Unusually in United Methodism, in which bishops don’t typically challenge each other, Sprague’s heterodox denial of Christ’s eternal deity was publicly critiqued by Florida Bishop Timothy Whitaker and later by North Carolina Bishop Marion Edwards.
Sprague retired in 2004, earlier than required, perhaps due to controversy. A plan for him to become chaplain of the United Methodist Building on Capitol Hill was blocked because of his notoriety. He largely has stayed out of the public eye in retirement. In 2013 he wrote a public letter affirming retired Bishop Melvin Talbert’s celebration of a same sex rite in violation of church law. In Social Gospel fashion, Sprague suggested instead that “all United Methodists dedicate ourselves anew to following Jesus by freeing children from poverty, liberating the captives, and working to eliminate violence, mayhem, and war.” He did not explain how Christians, without the foundations of their faith, can indefinitely wage such justice battles.
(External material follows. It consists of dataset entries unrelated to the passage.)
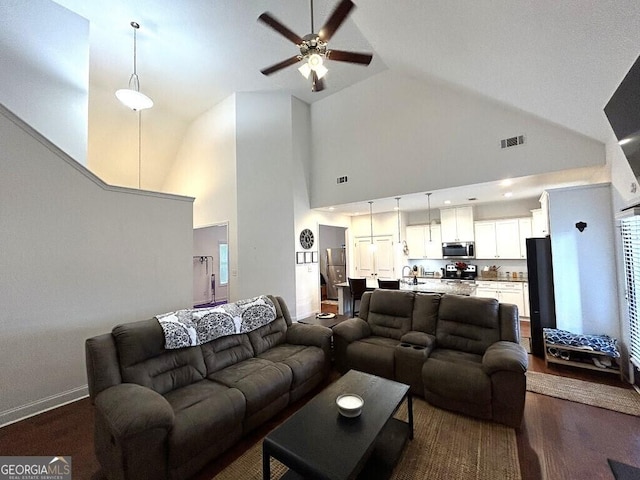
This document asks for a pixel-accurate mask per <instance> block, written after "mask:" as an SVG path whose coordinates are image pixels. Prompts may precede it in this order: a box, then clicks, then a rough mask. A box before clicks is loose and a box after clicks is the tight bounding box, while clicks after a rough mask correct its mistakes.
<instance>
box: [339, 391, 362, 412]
mask: <svg viewBox="0 0 640 480" xmlns="http://www.w3.org/2000/svg"><path fill="white" fill-rule="evenodd" d="M336 404H337V405H338V411H339V412H340V415H342V416H343V417H349V418H353V417H357V416H359V415H360V414H361V413H362V407H363V405H364V400H363V399H362V397H360V396H359V395H356V394H355V393H345V394H344V395H340V396H339V397H338V398H336Z"/></svg>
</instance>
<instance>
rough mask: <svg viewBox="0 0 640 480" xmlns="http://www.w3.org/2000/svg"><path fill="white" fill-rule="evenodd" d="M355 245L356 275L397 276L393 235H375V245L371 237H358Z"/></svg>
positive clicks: (387, 278) (361, 275) (373, 241)
mask: <svg viewBox="0 0 640 480" xmlns="http://www.w3.org/2000/svg"><path fill="white" fill-rule="evenodd" d="M354 246H355V272H356V276H358V277H365V278H380V279H387V280H392V279H395V278H397V275H396V274H395V269H394V255H393V237H392V236H391V235H382V236H378V237H373V246H372V245H371V237H358V238H356V240H355V245H354Z"/></svg>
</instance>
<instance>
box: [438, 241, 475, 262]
mask: <svg viewBox="0 0 640 480" xmlns="http://www.w3.org/2000/svg"><path fill="white" fill-rule="evenodd" d="M442 258H476V245H475V243H474V242H445V243H443V244H442Z"/></svg>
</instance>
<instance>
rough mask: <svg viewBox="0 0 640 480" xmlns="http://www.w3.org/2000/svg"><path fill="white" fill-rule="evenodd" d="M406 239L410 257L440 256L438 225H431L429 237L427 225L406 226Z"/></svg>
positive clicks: (438, 225)
mask: <svg viewBox="0 0 640 480" xmlns="http://www.w3.org/2000/svg"><path fill="white" fill-rule="evenodd" d="M406 241H407V247H408V248H409V258H410V259H420V258H434V259H439V258H442V238H441V235H440V225H431V238H429V225H411V226H408V227H407V230H406Z"/></svg>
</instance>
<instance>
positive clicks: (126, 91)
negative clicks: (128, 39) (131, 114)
mask: <svg viewBox="0 0 640 480" xmlns="http://www.w3.org/2000/svg"><path fill="white" fill-rule="evenodd" d="M131 27H132V28H133V73H132V74H131V77H130V78H129V88H121V89H120V90H118V91H117V92H116V97H118V100H120V101H121V102H122V104H123V105H124V106H126V107H128V108H130V109H131V110H134V111H138V110H144V109H145V108H151V107H153V100H151V99H150V98H149V97H147V96H146V95H145V94H144V93H142V92H140V79H139V78H138V73H137V70H136V63H137V62H136V61H137V58H136V54H137V52H136V46H137V45H136V32H137V30H138V29H139V28H140V25H139V24H138V23H137V22H131Z"/></svg>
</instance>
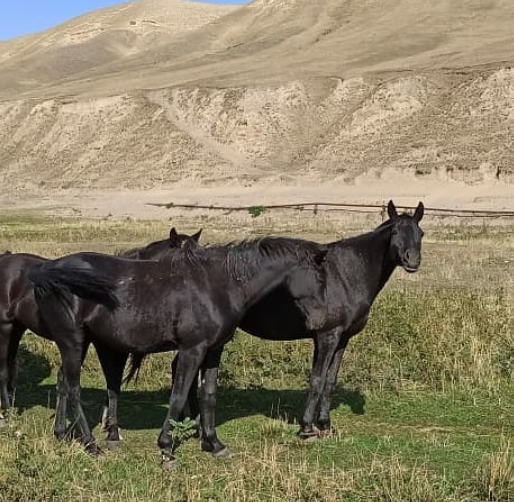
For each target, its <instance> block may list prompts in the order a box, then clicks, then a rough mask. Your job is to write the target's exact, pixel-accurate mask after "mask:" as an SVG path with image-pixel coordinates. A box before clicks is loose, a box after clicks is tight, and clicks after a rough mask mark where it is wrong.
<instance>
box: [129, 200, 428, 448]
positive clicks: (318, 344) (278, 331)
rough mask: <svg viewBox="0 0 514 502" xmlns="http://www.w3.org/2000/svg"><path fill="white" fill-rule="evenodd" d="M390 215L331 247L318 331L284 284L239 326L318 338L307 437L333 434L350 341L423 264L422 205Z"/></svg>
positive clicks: (137, 364)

Last month at the United Methodist Women’s environmental conference Sprague recalled addressing some women prison inmates, most of whom were “fundamentalist Christians,” and one of whom asked him for his ultimate hope, to which he responded:
Let us return to that brutally candid, young Appalachian inmate at the Ohio Reformatory for Women, “OK,” she said in response to my confession, “but when you are down, and believe me, we here in prison know down, what do you do?” Pensively, I responded, “I try to immerse myself in beloved community; to push my too proud self back into the care and company of intimate friends and fellow travelers that I/we might be helped to remember potent empowering stories and ponder anew the Eternal Yes in the heart of the Great Mystery made normatively visible in Jesus.
How likely were these prison inmates to have been inspired by by Sprague’s vague “Great Mystery?” Such rhetoric might fuel seminary trained Methodist activists of a bygone generation but is thin gruel for most people, much less the incarcerated. Liberal Protestant theology typically has a limited audience and shelf life.
Sprague’s open defiance of core Methodist and Christian doctrine nearly twenty years ago illustrates that Methodism’s divisions and theological confusion are not new. Jim Heidinger’s new history of Methodist liberalism, which I reviewed here, recalls the last real heresy trial in Methodism was in 1904, when a a highly influential seminary professor who rejected Christian orthodoxy prevailed.
Liberal theology governed Methodism for most of the 20th century. To whom will the 21st century belong? For all the loud noise from dissidents like Karen Oliveto, whose radical and fast shrinking Western Jurisdiction now has less than three percent of United Methodism’s membership, the demographic future of theological liberalism looks grim. Sprague in his recent speech bemoaned the “increasingly reactionary state of the church.”
By “reactionary” Sprague presumably means a church faithful to apostolic Christianity. The good news is that the apostolic witness always in the end prevails against the faddish alternatives.